The gloves allow dexterity in handling tools while blocking heat from the hands.
Welding gloves are a crucial part of welding equipment and provide protection against thermal, chemical, and mechanical hazards during the welding process
This subcategory of gloves is specifically designed to ensure the safety and comfort of welders and other workers involved in welding operations.
Welding gloves are made from high-quality materials that offer resistance to high temperatures, sparks, molten metals, and other risks associated with welding. Their special design enables excellent thermal insulation while maintaining finger dexterity and sensitivity, which is crucial for precise welding work.
Welding gloves are used in various industries, including construction, automotive, energy, metallurgy, and others where welding is an essential part of the manufacturing processes. These gloves are indispensable for different types of welding, such as TIG, MIG/MAG, and plasma welding.

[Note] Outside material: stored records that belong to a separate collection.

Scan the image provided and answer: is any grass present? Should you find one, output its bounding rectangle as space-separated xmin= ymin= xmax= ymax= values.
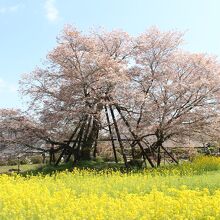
xmin=0 ymin=157 xmax=220 ymax=220
xmin=0 ymin=164 xmax=43 ymax=174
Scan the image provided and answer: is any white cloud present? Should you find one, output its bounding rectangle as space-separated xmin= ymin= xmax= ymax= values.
xmin=45 ymin=0 xmax=59 ymax=22
xmin=0 ymin=5 xmax=21 ymax=14
xmin=0 ymin=78 xmax=18 ymax=94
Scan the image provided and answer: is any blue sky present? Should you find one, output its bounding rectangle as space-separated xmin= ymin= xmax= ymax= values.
xmin=0 ymin=0 xmax=220 ymax=108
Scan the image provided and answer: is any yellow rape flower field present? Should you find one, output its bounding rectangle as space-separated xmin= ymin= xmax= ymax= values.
xmin=0 ymin=157 xmax=220 ymax=219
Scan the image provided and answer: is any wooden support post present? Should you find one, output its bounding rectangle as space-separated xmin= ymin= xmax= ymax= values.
xmin=157 ymin=145 xmax=161 ymax=167
xmin=105 ymin=105 xmax=118 ymax=163
xmin=161 ymin=145 xmax=179 ymax=164
xmin=55 ymin=122 xmax=80 ymax=166
xmin=109 ymin=105 xmax=128 ymax=169
xmin=116 ymin=106 xmax=155 ymax=167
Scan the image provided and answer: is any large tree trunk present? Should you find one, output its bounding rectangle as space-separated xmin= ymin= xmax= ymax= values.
xmin=80 ymin=117 xmax=99 ymax=160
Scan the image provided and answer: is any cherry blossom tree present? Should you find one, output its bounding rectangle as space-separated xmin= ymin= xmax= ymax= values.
xmin=21 ymin=26 xmax=220 ymax=166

Pharsol Protect offers a diverse range of welding gloves designed to meet high standards of safety, comfort, and performance. There are different types of gloves available, including heat-resistant materials, reinforced palms and fingers, and additional protection against sparks and molten metals.
Different welding gloves are used for welding processes. Welding is a fabrication process that joins materials, usually metals or thermoplastics, by using high heat to melt the parts together and allowing them to cool, causing fusion. Welding is distinct from lower temperature metal-joining techniques such as soldering and brazing, which do not melt the base metal.

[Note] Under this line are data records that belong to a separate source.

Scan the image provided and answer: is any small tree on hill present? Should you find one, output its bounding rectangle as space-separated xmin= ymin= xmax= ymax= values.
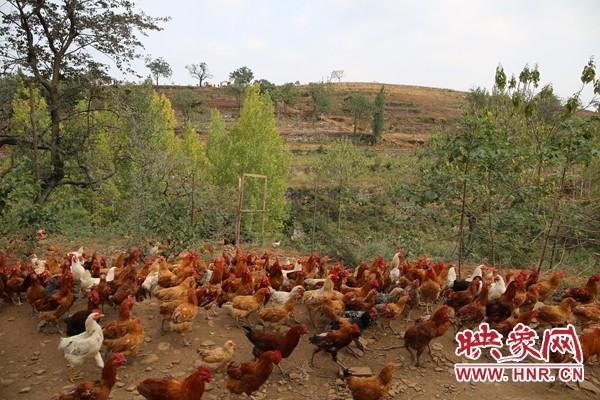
xmin=171 ymin=89 xmax=203 ymax=122
xmin=371 ymin=86 xmax=385 ymax=144
xmin=206 ymin=85 xmax=290 ymax=234
xmin=227 ymin=67 xmax=254 ymax=108
xmin=277 ymin=82 xmax=300 ymax=113
xmin=309 ymin=83 xmax=333 ymax=119
xmin=343 ymin=92 xmax=373 ymax=133
xmin=317 ymin=140 xmax=366 ymax=232
xmin=185 ymin=62 xmax=212 ymax=86
xmin=146 ymin=57 xmax=173 ymax=86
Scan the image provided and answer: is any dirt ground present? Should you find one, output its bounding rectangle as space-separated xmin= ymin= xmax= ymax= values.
xmin=0 ymin=290 xmax=600 ymax=400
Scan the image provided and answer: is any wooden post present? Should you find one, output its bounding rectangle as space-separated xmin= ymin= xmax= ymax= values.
xmin=260 ymin=176 xmax=268 ymax=245
xmin=235 ymin=173 xmax=268 ymax=246
xmin=235 ymin=174 xmax=244 ymax=246
xmin=190 ymin=169 xmax=196 ymax=227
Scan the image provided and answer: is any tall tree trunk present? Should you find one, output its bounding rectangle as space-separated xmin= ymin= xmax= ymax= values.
xmin=538 ymin=162 xmax=569 ymax=270
xmin=29 ymin=83 xmax=40 ymax=183
xmin=458 ymin=161 xmax=469 ymax=279
xmin=190 ymin=169 xmax=196 ymax=226
xmin=487 ymin=171 xmax=496 ymax=265
xmin=35 ymin=85 xmax=65 ymax=204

Different types of welding processes include:
- Arc welding: The most common type of welding, it uses a power supply to create an electric arc between a metal stick ("electrode") and the material to be welded.
- MIG (Metal Inert Gas) or GMAW (Gas Metal Arc Welding): This process uses a wire feeding gun that feeds wire at an adjustable speed and flows an inert gas over the weld to protect it from contamination.
- TIG (Tungsten Inert Gas) or GTAW (Gas Tungsten Arc Welding): It uses a non-consumable tungsten electrode to produce the weld. The weld area is protected from atmospheric contamination by an inert shielding gas (argon or helium), and a filler metal is normally used, though some welds, known as autogenous welds, do not require it.
- Flux-Cored Arc Welding (FCAW): An alternative to shield welding, it's a semi-automatic or automatic arc welding process. FCAW requires a continuously-fed consumable tubular electrode containing a flux and a constant-voltage or, less commonly, a constant-current welding power supply.
- Submerged Arc Welding (SAW): It's a common arc welding process that involves the formation of an arc between a continuously-fed bare wire electrode and the workpiece. The process uses a flux to generate protective gases and slag, and to add alloying elements to the weld pool.
- Resistance welding: This is a welding technology widely used in manufacturing, it involves the generation of heat by passing current through the resistance caused by the contact between two or more metal surfaces.
- Each welding process has its strengths and weaknesses, and the choice of which to use depends on the specific job at hand, the materials involved, the desired properties of the finished weld, and the skill and experience of the welder.